But that doesn't mean that he's out.
"This year is kind of like coming in as a freshman because it's really my first year practicing. I thought I was going to come out better than I did. I should've worked more on my technique this summer than what I did," Wood said.
Wood, who moved inside from defensive end, said that his technique was the main thing holding him back from seeing the field, and that changing positions didn't make it any easier.
"I'm going against bigger people," he said. "I'm double-teamed all the time. I've just gotta get used to it. I think once the season goes on, with more practice, and I get a little better – I think my playing time will increase."
Having Rodney Garner, renowned as one of the top defensive line coaches in the country, doesn't hurt the transition either.

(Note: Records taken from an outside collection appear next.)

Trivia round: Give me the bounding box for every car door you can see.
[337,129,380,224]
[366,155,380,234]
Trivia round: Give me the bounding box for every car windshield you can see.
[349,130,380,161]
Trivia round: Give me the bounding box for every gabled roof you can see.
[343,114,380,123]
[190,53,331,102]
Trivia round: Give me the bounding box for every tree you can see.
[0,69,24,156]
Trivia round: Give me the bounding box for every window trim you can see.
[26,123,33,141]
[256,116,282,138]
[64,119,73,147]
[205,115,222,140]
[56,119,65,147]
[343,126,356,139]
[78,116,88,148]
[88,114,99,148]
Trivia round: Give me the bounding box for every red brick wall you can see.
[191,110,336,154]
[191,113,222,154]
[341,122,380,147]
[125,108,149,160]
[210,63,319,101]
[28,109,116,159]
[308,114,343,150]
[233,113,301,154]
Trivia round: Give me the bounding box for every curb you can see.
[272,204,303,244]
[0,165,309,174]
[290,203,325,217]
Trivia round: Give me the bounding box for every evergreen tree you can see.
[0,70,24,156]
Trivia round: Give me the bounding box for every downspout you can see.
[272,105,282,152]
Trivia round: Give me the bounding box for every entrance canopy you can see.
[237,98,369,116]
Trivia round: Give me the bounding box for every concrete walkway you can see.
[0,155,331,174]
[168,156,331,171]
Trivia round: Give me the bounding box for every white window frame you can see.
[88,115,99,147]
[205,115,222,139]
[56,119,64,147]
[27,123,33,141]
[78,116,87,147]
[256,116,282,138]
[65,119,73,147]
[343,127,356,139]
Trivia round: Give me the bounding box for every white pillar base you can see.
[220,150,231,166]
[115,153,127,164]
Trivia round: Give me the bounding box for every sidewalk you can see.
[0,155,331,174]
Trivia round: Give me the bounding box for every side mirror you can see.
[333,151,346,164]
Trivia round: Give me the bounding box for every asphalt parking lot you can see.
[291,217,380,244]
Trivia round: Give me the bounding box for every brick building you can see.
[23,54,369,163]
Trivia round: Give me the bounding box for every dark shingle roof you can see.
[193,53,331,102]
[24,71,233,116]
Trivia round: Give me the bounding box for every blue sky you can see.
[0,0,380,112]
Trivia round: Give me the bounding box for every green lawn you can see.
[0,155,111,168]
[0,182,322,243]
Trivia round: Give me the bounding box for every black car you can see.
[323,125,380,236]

"He stays on me. He ain't going to get off of me," Wood said. "Sometimes it's rough, and you've got to let it blow over you're head, but it's nothing but the truth. He's just trying to make me better."
Georgia coach Mark Richt said that persevering through tough times is just a part of the maturation progress, and makes players stronger in the long run.
"When you can see guys, teammates of your own, that are now in prominent roles on the team, and if you could turn back the clock and say, 'Hey, he's just where (I was) two years ago. Look at him now. Don't get discouraged," Richt said.
"I tell the story about Pollack. Pollack was like, 'I'm not good enough to play at Georgia. I can't do anything right for coach "G.'" (He) thought he was going to go home – (he ) turned out pretty good."
For Wood, matching a David Pollack-like "pretty good" would satisfy him, as well as Georgia fans, just fine.